Returning as series regulars are Winona Ryder, David Harbour, Millie Bobby Brown, Finn Wolfhard, Gaten Matarazzo, Caleb McLaughlin, Noah Schnapp, Sadie Sink, Natalia Dyer, Charlie Heaton, Joe Keery, Maya Hawke, Priah Ferguson, Matthew Modine and Paul Reiser, while Brett Gelman was promoted to series regular after recurring in the previous two seasons. Jamie Campbell Bower, Joseph Quinn, Eduardo Franco and Cara Buono also star. Tom Wlaschiha, Nikola Đuričko, and Mason Dye appear in recurring roles. 

The season was met with positive reviews, with critics praising the performances of the cast (particularly those of  Brown, Sink, McLaughlin, Bower, and Quinn), the visuals, action sequences, realistic themes, emotional weight, and the darker, more mature tone, though some criticized it for being overstuffed due to the lengthier episode runtimes.

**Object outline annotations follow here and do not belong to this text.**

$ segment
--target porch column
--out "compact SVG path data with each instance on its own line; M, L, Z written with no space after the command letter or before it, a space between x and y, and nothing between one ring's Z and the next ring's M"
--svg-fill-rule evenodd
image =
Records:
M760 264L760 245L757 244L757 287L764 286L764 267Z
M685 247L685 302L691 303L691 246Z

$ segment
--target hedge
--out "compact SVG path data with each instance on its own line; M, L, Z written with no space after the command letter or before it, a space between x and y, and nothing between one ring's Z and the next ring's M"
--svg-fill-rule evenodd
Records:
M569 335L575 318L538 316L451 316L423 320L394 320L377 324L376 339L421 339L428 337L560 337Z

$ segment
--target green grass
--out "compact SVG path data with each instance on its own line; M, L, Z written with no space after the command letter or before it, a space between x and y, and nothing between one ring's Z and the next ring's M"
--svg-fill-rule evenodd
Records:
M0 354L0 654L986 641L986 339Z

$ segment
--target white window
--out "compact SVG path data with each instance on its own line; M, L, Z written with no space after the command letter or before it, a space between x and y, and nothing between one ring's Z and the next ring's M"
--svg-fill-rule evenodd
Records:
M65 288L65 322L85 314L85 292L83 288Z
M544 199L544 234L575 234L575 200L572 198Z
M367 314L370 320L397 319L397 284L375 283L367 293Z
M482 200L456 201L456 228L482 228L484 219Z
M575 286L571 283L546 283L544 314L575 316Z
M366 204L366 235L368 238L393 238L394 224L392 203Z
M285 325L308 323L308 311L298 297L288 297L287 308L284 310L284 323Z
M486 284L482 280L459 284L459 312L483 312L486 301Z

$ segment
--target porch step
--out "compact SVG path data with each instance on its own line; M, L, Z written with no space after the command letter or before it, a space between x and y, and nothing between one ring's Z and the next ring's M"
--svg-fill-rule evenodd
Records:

The first volume of the season received 13 nominations for the 74th Primetime Emmy Awards, including Primetime Emmy Award for Outstanding Drama Series, winning five.

Premise 
Set in March 1986, eight months after the events of the third season, the fourth season is split between different plotlines. 

The first plotline takes place in Hawkins, where a series of mysterious teenage murders begin haunting the town. Eddie Munson, leader of the Hellfire Club, Hawkins High School Dungeons & Dragons group, becomes a prime suspect in the murders after senior cheerleading captain Chrissy Cunningham dies in his trailer. Dustin Henderson, Lucas and Erica Sinclair, Max Mayfield, Steve Harrington, Nancy Wheeler, and Robin Buckley begin investigating to clear Eddie's name. They discover that the true perpetrator is a powerful being who resides in the Upside Down, whom they later dub "Vecna".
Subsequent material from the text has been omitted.